MIRRORING a fashion

Have you seen skirts and blouses that glint in the sun? Get to know more about the Rabaris and their craft.

June 04, 2015 04:55 pm | Updated 04:55 pm IST

Patch and mirror work: Colour and style. Photo: Mohammed Yousuf

Patch and mirror work: Colour and style. Photo: Mohammed Yousuf

For centuries now, mirrors have been made in a small village called Kapadvanj in Kheda district in Gujarat. Families settled here to make glass, as the river nearby provided them with raw material. The river sand was rich in soda ash, which when melted produced glass. Much later, the craftsmen used recycled glass rather than river sand, but follow the same process of glass making.

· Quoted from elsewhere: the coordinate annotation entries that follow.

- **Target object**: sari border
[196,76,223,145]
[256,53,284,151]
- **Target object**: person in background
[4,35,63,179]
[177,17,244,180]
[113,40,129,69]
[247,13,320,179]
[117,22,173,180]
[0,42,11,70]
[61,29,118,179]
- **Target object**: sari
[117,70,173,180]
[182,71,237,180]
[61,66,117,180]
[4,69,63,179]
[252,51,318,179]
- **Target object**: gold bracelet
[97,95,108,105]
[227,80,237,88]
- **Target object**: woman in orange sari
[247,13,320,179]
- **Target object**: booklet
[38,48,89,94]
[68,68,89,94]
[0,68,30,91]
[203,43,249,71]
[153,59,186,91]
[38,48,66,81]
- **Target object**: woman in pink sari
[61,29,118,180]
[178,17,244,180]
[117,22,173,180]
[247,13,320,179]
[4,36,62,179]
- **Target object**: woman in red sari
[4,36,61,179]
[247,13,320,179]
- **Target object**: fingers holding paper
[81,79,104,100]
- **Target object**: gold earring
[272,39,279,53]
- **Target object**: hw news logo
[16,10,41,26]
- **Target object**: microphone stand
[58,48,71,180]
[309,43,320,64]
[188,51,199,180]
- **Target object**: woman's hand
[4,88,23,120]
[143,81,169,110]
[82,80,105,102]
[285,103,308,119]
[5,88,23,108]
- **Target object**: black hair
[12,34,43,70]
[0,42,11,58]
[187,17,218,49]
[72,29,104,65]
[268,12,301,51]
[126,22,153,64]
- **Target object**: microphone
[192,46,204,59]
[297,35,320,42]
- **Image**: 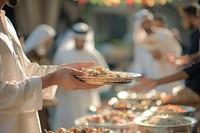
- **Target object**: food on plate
[69,126,111,133]
[142,116,190,126]
[46,126,112,133]
[158,104,187,112]
[77,110,135,124]
[81,66,129,78]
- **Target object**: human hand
[167,55,190,67]
[131,77,158,91]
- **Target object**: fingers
[74,79,100,90]
[76,61,95,69]
[72,69,88,76]
[62,61,95,69]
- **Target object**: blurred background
[4,0,198,70]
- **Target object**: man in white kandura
[24,24,56,65]
[0,0,99,133]
[53,23,110,129]
[130,9,181,93]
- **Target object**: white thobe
[53,44,110,129]
[134,29,182,93]
[0,11,56,133]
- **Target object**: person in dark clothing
[183,3,200,92]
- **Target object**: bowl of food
[75,110,136,133]
[149,104,196,116]
[134,115,197,133]
[76,66,141,85]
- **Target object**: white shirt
[52,41,110,130]
[0,11,56,133]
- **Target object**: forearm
[156,71,189,85]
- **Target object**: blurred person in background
[0,0,99,133]
[153,13,189,55]
[24,24,56,131]
[24,24,56,65]
[153,13,167,28]
[133,5,200,95]
[171,28,189,55]
[52,23,110,129]
[183,3,200,55]
[130,9,181,93]
[168,3,200,95]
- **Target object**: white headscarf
[24,24,56,54]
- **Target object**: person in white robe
[53,23,110,129]
[0,0,99,133]
[132,9,182,94]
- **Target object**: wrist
[41,73,56,89]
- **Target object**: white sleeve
[0,77,42,114]
[24,49,58,99]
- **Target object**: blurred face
[141,19,152,31]
[75,38,85,50]
[153,19,166,28]
[5,0,19,7]
[183,13,196,30]
[44,38,54,49]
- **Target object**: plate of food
[134,115,197,133]
[75,110,136,131]
[150,104,196,116]
[45,126,117,133]
[76,66,141,85]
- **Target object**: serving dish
[76,66,141,85]
[134,115,197,133]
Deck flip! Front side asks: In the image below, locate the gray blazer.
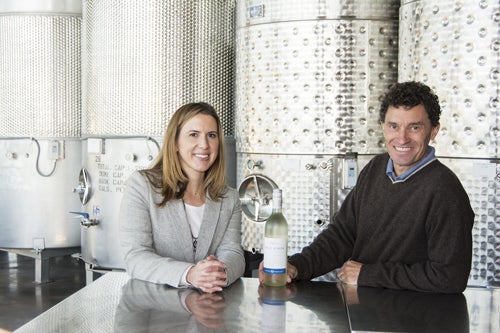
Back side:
[119,171,245,287]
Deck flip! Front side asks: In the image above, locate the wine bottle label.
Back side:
[264,237,287,274]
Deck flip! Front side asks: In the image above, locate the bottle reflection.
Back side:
[258,284,296,333]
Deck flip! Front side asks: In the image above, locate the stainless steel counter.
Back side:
[16,272,500,333]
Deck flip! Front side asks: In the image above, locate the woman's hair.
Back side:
[379,81,441,127]
[144,102,226,207]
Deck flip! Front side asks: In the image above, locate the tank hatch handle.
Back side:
[73,168,92,205]
[238,174,278,222]
[70,212,99,228]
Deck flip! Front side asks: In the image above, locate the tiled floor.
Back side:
[0,250,85,332]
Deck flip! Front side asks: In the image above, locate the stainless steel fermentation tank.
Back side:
[236,0,399,278]
[0,0,81,282]
[76,0,236,280]
[399,0,500,286]
[236,0,500,286]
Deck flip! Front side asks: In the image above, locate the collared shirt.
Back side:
[385,146,436,184]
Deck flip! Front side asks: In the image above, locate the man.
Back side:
[260,82,474,293]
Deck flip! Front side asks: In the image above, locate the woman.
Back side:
[120,103,245,292]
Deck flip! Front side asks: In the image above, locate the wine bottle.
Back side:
[264,189,288,287]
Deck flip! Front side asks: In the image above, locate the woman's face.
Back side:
[177,113,219,178]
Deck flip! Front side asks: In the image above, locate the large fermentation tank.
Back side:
[0,0,81,258]
[236,0,399,266]
[76,0,236,276]
[399,0,500,286]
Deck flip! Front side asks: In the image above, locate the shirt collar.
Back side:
[385,146,436,183]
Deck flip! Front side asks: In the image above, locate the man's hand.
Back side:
[259,261,297,283]
[337,260,363,285]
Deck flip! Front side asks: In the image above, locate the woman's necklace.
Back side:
[182,199,198,254]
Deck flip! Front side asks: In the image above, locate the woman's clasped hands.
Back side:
[186,255,227,293]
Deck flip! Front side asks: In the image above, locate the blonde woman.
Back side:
[120,103,245,293]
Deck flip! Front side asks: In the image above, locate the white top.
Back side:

The craftsperson, gathers a large glob of glass from a huge container, and blows a bubble. Holes are punched into this bubble and a mixture of zinc, lead in large proportions, and tin are injected into the holes in a molten state.

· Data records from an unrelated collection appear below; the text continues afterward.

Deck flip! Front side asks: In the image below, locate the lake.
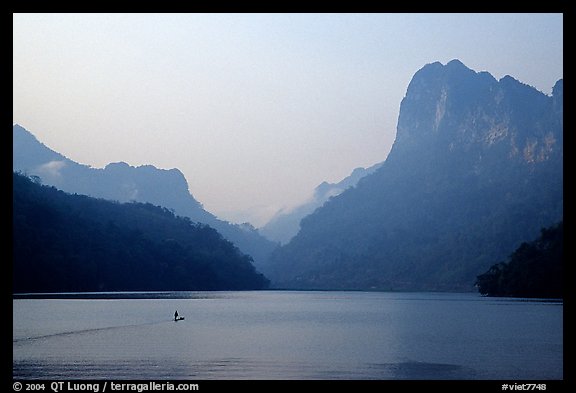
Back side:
[13,291,563,380]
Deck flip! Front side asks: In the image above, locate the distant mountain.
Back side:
[12,125,276,266]
[259,163,382,244]
[265,60,563,290]
[12,173,268,293]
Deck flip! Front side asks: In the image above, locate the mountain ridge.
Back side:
[266,61,563,290]
[12,124,276,267]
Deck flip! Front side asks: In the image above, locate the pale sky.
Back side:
[13,14,563,226]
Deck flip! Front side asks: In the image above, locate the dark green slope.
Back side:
[266,61,563,290]
[13,173,268,292]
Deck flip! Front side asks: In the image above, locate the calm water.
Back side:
[13,291,563,380]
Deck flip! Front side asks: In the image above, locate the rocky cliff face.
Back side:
[268,60,563,290]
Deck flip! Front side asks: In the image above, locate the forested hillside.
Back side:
[13,173,268,293]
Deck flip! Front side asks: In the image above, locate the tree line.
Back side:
[13,173,269,293]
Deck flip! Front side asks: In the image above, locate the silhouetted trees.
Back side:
[476,222,564,298]
[13,173,268,292]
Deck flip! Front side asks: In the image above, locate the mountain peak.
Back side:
[270,60,563,290]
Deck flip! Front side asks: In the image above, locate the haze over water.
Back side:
[13,291,563,380]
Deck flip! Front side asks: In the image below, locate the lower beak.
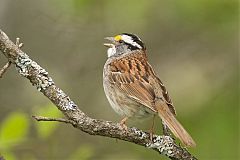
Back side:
[103,43,114,48]
[103,37,116,48]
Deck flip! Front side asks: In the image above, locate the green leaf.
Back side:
[0,112,29,149]
[34,104,61,139]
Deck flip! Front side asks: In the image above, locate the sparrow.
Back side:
[103,33,196,147]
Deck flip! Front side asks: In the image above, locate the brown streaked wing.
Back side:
[109,54,156,112]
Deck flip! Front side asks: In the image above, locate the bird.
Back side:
[103,33,196,147]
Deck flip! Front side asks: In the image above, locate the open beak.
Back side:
[103,37,116,48]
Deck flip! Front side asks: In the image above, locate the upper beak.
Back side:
[103,37,116,48]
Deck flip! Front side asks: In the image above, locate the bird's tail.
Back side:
[156,102,196,147]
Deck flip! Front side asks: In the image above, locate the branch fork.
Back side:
[0,29,197,160]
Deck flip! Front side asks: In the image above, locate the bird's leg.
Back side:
[162,121,171,137]
[120,117,128,131]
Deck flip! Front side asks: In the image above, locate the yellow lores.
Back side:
[114,35,122,42]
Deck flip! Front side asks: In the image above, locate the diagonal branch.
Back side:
[0,30,196,160]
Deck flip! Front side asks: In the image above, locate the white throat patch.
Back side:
[121,35,142,49]
[107,46,117,58]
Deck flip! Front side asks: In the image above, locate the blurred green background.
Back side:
[0,0,240,160]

As the sphere is rotated, the inside gets silvered. When it cools, the sphere is broken into large chunks and then taken to a town where merchants cut and trim the pieces into different sizes.

The back of these mirrors are scoured with a resin and strips of mirrors are cut into squares. Hundreds of women are employed to round off the square mirror pieces into various sizes. The women use files to smoothen the rough edges. These mirrors are used in embroidery. Tribals, like the Rabaris, in Kutch, the Banjara women of Andhra Pradesh and the Lambadis of Karnataka use them a lot. The tribals of the south work with larger mirrors and that are square in shape.

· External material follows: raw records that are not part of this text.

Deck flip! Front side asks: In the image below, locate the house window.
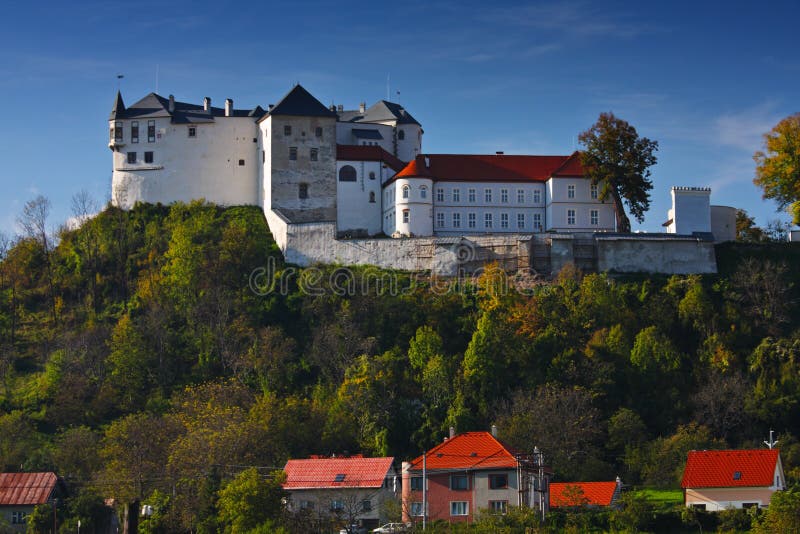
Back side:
[450,501,467,515]
[450,475,469,490]
[489,501,508,515]
[489,473,508,489]
[339,165,356,182]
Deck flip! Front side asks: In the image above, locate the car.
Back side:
[372,523,408,534]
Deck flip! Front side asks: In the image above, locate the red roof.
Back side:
[411,432,517,471]
[283,457,394,490]
[550,482,617,508]
[336,145,406,172]
[0,473,58,506]
[393,152,583,186]
[681,449,780,488]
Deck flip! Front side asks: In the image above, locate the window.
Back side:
[450,501,467,515]
[339,165,356,182]
[489,473,508,489]
[450,475,469,490]
[489,501,508,514]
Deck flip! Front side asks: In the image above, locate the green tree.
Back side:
[578,112,658,232]
[753,113,800,224]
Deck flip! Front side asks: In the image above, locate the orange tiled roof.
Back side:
[411,432,517,471]
[283,457,394,490]
[0,473,58,506]
[550,482,617,508]
[681,449,780,488]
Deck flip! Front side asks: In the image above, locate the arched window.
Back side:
[339,165,356,182]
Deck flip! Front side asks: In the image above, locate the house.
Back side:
[550,477,622,509]
[681,449,786,511]
[402,427,549,523]
[0,473,65,532]
[283,455,400,528]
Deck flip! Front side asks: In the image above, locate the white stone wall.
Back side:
[110,117,260,209]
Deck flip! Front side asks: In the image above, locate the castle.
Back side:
[108,85,720,272]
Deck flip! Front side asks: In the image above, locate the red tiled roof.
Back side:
[681,449,780,488]
[550,482,617,508]
[390,152,583,187]
[0,473,58,506]
[283,457,394,490]
[411,432,517,471]
[336,145,406,172]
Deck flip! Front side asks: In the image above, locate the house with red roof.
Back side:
[681,449,786,511]
[0,473,64,532]
[402,427,550,523]
[283,455,400,528]
[550,477,622,509]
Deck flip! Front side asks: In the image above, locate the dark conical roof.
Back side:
[269,84,336,117]
[108,91,125,121]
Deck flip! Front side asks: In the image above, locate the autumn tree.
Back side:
[753,113,800,224]
[578,112,658,232]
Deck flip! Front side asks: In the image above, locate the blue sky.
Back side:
[0,0,800,233]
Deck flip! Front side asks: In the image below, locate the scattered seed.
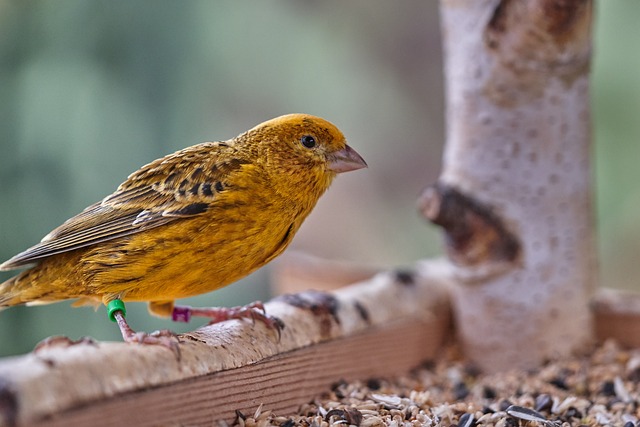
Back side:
[505,405,547,423]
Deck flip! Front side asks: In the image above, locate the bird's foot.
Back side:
[112,311,180,360]
[33,335,96,353]
[171,301,284,341]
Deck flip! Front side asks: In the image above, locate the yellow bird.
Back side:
[0,114,367,344]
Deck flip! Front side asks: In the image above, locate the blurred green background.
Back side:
[0,0,640,356]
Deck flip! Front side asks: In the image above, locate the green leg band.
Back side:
[107,299,127,322]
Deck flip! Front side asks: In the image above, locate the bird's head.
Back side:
[243,114,367,203]
[249,114,367,178]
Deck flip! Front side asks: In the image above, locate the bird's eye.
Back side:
[300,135,316,148]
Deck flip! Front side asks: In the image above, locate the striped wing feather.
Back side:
[0,142,248,270]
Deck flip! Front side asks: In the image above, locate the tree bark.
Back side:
[421,0,596,371]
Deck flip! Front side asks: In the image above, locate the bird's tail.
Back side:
[0,270,53,310]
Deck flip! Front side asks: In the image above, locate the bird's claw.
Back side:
[172,301,284,341]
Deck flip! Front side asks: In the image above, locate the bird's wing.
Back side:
[0,143,249,270]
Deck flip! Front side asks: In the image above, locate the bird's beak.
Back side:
[327,145,367,173]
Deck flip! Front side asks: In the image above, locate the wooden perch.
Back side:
[0,262,450,427]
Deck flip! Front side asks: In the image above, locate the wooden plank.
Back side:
[30,318,445,427]
[0,263,450,427]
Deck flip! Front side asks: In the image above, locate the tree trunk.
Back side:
[421,0,597,371]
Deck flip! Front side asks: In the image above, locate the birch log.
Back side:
[421,0,596,371]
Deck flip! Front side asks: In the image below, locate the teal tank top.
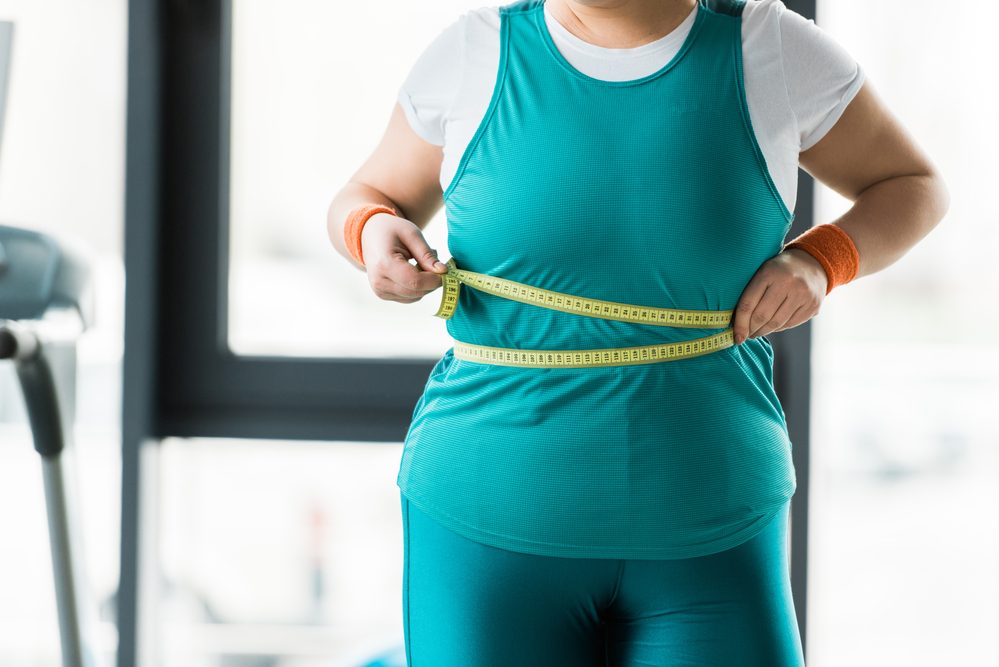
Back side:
[397,0,796,559]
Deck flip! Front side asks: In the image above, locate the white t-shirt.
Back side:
[398,0,864,211]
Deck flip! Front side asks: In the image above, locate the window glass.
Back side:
[808,0,999,667]
[229,0,478,357]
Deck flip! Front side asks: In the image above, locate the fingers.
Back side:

From the 17th century right through to the 19th, rooms in palaces were adorned with mirrors. They believed that mirrors averted the evil eye. As the mirror reflects and magnifies light, it is supposed to spread hope and energy through constant use.

Sparkling touch

The women of Kutch add tiny mirrors to their brightly coloured embroidery. The Rabaris, a tribal community from Kutch had houses called bhungas made of dung and clay with a thatched roof. Today, they live in chowkis . They specialise in mud work called sanjani which is a raised piece of decorative relief work embedded with mirrors.

The Mughul patrons of craft were unaware of the mirror adornment until Shah Jehan’s reign in the 17th century. Mughal sheeshmahals (crystal palaces) have shaped mirrors inlaid in white relief, and this work can be seen inside forts in Agra, Delhi, and Amber near Jaipur.

Samples of mirror work on fabric and garments can be seen in any Gurjari outlet in your city. Today even saris and blouses are adorned with mirror work.

In almost every culture and civilisation, mirrors have been associated with beauty, magic and illusion, and it is wonderful that this craft is still kept alive.